José Agustín Goytisolo Gay (13 April 1928 – 19 March 1999) was a Spanish poet, scholar and essayist. He was the brother of Juan Goytisolo and Luis Goytisolo, also writers.

== Biography ==

Born in Barcelona on 13 April 1928, in an upper class Spanish-only speaking family (that is, non Catalan-speaking though he spoke perfect Catalan and translated Catalan poems into other languages), his family was brutally shaken by the death of his mother (Julia Gay) in a Francoist Nationalist bombardment in 1938. José Agustín was especially affected and named his daughter after his lost mother. In Words for Julia, one of his best-known poems (sung by Paco Ibáñez and Los Suaves, among others), he joins the love for both women. In 1993, in the Elegies to Julia Gay, he united all his mother-themed poems. He also deals with his feelings toward his mother in his later books The return (1955) and End of a goodbye (1984).

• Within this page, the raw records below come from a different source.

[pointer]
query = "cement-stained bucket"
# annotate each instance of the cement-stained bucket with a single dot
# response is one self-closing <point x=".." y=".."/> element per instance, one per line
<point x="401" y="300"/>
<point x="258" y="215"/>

He started studying Law in the University of Barcelona, and ended his studies in Madrid. He was a member of the so-called "Generation of the 50s", along with writers such as Ángel González, José Manuel Caballero, José Ángel Valente and Jaime Gil de Biedma. They shared a moral or politic commitment and a renewed attention to the lyrics and the language.

In the 1960s and 1970s he was a key contributor to the development of Ricardo Bofill Taller de Arquitectura as a multidisciplinary endeavor. From that experience he drew a collection of poems named Taller de Arquitectura, published in 1976.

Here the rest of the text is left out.